Qantas grounds A380 passenger jets following detection of cracks in wing parts

Australia's largest carrier, Qantas Airways Ltd, suspended use of one of its Airbus SAS A380 passenger jets for a week following detection of cracks in wing parts.

The aircraft has been grounded since 5 February, spokesman Thomas Woodward told Bloomberg over phone today. The plane, named Charles Kingsford Smith, had flown between 20 and 30 times since the cracks were detected in routine checks by the airline, following severe turbulence on a flight from London to Singapore, he said.

"We will follow Airbus' instructions on any further action that may be required," Woodward said in a separate e-mailed statement. "We expect the aircraft to be back in service within a week."

The development follows Europe's air safety regulator ordering checks last month of about a third of the global A380 fleet, on reports of cracking in the wing rib feet of jets flown by Qantas and Singapore Airlines. According to France-based Airbus, the plane, the world's largest commercial aircraft, was safe to fly.

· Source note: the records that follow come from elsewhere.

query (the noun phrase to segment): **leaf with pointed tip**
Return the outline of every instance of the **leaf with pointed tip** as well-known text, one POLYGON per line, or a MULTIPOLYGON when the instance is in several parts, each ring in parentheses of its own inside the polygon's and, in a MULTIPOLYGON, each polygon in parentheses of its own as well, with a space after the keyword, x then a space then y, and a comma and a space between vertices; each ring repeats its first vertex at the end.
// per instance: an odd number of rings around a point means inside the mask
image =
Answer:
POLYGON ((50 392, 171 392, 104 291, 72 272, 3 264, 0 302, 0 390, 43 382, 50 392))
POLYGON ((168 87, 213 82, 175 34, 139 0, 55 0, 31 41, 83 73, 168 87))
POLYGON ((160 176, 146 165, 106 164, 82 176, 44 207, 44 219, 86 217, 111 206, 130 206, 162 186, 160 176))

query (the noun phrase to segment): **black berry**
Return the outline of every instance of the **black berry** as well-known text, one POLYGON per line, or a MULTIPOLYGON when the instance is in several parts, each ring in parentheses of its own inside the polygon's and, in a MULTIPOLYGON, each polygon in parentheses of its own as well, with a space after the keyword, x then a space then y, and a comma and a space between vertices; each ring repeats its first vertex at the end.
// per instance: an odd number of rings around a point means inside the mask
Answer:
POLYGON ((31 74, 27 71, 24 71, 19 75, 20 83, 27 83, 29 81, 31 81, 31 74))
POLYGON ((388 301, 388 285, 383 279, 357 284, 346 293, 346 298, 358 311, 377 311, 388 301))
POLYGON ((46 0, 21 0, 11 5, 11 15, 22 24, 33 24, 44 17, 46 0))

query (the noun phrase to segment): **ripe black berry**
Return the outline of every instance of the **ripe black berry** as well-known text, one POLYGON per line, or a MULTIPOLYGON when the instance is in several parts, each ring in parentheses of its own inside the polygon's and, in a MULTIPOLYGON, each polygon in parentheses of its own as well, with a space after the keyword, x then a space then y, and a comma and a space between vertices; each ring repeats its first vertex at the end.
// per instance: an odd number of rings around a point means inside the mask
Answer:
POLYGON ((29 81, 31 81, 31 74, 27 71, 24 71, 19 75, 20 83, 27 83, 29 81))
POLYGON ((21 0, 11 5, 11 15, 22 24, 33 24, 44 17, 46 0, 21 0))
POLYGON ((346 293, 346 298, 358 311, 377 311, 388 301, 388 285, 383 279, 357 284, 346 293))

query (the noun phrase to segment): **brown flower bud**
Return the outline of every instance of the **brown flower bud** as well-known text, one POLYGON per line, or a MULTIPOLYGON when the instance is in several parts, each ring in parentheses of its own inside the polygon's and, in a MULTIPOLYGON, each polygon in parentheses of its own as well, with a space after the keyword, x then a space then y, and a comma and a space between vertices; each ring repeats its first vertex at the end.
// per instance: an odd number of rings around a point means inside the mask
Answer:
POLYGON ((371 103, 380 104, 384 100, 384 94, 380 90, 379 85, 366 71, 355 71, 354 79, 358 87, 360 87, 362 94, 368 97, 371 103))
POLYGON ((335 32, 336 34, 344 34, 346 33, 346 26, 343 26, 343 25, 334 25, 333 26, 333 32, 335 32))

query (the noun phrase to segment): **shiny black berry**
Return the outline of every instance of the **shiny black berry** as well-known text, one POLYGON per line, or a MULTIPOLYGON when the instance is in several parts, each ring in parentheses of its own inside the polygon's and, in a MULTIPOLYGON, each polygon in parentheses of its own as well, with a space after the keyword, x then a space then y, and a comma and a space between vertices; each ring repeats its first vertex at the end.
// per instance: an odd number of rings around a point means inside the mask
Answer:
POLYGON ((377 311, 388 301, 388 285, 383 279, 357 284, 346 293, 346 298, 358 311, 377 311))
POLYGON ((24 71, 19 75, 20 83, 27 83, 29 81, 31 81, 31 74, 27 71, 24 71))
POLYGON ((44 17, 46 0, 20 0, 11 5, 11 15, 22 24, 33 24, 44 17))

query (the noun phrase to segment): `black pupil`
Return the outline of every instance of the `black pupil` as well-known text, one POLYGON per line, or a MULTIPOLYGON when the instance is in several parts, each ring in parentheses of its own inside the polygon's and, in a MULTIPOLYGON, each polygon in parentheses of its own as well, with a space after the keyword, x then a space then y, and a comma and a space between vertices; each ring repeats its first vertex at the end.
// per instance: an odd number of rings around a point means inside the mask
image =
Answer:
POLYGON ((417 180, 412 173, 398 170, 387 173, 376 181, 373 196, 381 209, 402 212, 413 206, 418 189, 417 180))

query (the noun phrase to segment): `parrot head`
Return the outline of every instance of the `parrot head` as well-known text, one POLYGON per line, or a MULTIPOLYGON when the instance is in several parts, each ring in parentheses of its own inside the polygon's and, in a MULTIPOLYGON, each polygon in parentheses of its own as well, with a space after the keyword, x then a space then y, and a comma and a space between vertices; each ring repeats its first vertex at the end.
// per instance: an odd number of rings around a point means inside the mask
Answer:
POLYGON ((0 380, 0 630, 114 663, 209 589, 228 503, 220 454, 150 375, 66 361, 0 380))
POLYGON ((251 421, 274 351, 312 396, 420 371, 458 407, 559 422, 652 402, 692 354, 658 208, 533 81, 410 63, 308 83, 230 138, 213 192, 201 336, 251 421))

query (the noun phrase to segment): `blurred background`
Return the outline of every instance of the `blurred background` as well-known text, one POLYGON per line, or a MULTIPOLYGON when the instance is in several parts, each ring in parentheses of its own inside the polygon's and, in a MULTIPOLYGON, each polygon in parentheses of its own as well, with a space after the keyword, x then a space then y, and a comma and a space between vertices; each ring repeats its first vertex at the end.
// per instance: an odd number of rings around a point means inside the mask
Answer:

The Charles Kingsford Smith, one of 12 in the carrier's fleet, was grounded following Airbus calling for additional checks last week, on data sent by the Sydney-based airline after an initial inspection, according to Woodward.

The 36 small fissures detected on the plane, so-called "type two" cracks that led to the European regulator's order, were quite similar to cracking traced to manufacturing defects earlier detected in a separate Qantas A380, the Nancy Bird Walton, Woodward said.